General Motors Co shares rose on recently after the company said 2018 earnings will be largely flat compared with 2017 and forecast higher profits in 2019 when its revamped line of high-margin pickup trucks hits the U.S. market.
The 2018 earnings outlook was above market expectations, sending GM shares up about 2 % in midday trading.
GM forecast 2017 earnings per share at the high end of its previously forecast range of US$6 to US$6.50. The company expects earnings for 2018 to be roughly the same as in 2017. Analysts have predicted full-year 2017 earnings per share of US$6.30, and US$5.98 a share in 2018.
“If the guidance is as positive as we interpret it, this could be the positive catalyst that we expected, and sets up a solid ’18,” Barclays analyst Brian Johnson wrote in a client note.
The company and its Detroit rivals, Ford Motor Co and Fiat Chrysler Automobiles NV are bringing on new trucks at a time when overall U.S. new vehicle sales have been falling, but truck sales continue to grow as consumers abandon passenger cars in favor of pickups, SUVs and crossovers.
President Dan Ammann said GM’s new line of pickups should generate improved profit from increased production of higher-priced, four-door crew cab trucks, and expanded sales of luxury truck models.
GM said in a presentation on Tuesday its Denali line of luxury pickups has average transaction prices of about US$55,600, higher than the average for Daimler AG’s Mercedes-Benz brand, or GM’s own Cadillac luxury brand.
Chief Executive Mary Barra said during a meeting with reporters the automaker will boost investment in electric vehicles, but declined to say by how much. Rival automakers have used the Detroit auto show to tout multi-billion dollar investments in electrification.
GM said it expects capital expenditure in 2018 of around US$8.5 billion, about US$1 billion of which will go toward self-driving car technology. In future years, Chief Financial Officer Chuck Stevens said total capital spending should decrease.

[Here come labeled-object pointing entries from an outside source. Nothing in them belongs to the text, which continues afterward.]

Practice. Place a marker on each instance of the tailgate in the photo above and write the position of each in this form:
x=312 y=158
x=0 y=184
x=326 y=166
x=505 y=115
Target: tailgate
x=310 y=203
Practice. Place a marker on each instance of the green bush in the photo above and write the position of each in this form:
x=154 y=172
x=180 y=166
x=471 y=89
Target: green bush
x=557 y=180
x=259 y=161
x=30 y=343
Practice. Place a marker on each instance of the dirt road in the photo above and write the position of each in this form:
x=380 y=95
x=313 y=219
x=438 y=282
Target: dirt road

Last week, the company said it was seeking U.S. government approval for a fully autonomous car – one without a steering wheel, brake pedal or accelerator pedal – to join GM’s first commercial ride-sharing fleet in 2019.

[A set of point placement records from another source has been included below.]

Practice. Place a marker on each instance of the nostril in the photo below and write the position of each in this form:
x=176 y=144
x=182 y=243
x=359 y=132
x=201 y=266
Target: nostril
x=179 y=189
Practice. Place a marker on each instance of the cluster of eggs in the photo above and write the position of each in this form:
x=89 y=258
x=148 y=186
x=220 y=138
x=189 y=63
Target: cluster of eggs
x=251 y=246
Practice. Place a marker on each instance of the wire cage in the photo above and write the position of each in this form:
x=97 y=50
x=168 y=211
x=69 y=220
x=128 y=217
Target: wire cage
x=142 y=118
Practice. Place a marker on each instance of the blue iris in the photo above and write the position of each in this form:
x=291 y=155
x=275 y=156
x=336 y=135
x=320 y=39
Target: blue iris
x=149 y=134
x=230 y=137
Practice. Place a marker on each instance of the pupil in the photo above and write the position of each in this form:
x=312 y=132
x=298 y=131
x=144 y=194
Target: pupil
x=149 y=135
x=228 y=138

Barra also said GM will not follow other companies that have given employees special bonuses tied to tax cuts by the administration of U.S. President Donald Trump, which slashed the top U.S. corporate tax rate.

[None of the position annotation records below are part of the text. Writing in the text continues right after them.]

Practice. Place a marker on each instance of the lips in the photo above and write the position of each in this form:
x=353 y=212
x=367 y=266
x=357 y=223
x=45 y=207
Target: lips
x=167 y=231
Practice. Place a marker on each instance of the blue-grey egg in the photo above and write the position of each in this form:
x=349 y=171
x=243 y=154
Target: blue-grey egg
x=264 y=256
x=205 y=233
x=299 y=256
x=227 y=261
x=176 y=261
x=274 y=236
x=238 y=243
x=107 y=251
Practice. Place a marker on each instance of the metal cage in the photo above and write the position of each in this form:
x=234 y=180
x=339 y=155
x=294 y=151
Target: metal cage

Instead, Barra said if GM has higher profits because of lower U.S. taxes, GM employees, including union-represented U.S. factory workers, should see larger bonuses or profit-sharing checks based on existing pay formulas.
In a client note, Buckingham Research Group analyst Joseph Amaturo wrote that GM’s 2018 earnings outlook includes a “lower statutory corporate tax rate, so on an apples-to-apples basis, this appears to be an effective EPS guide down.”
“We believe the stock will fade after investors understand that the implied EPS guide is for a year-on-year decline, as we and consensus are forecasting,” Amaturo wrote.
GM faces challenges in 2018 from the costs of launching the new large pickup trucks, rising interest rates in the United States and a likely decline in overall U.S. vehicle sales, Stevens said.
However, Stevens said wage growth could offset the impact of higher interest rates for consumers buying vehicles.
Barra, Ammann and Stevens declined to say when investments in self-driving vehicle services and electrification will return profits. They pointed to the potential for new trucks and SUVs, a new, low-cost car for international markets, and the Cadillac luxury brand, to improve future earnings.
Cadillac profits should double from current levels by 2021, GM said, riding growing sales in China and new products planned for the United States to replace a current crop of slow-selling sedans. Stevens did not disclose current profit figures for Cadillac.
GM said recently that while it retools a factory in Ft. Wayne, Indiana, to make the new pickup trucks, it will shift some production to an Oshawa, Ontario, plant in order to build up to 60,000 vehicles and avoid missing sales.
The No. 1 U.S. automaker said it will record a US$7 billion non-cash charge for its fourth-quarter 2017 earnings related to deferred tax assets that will lose their value because of the lower U.S. corporate tax rate.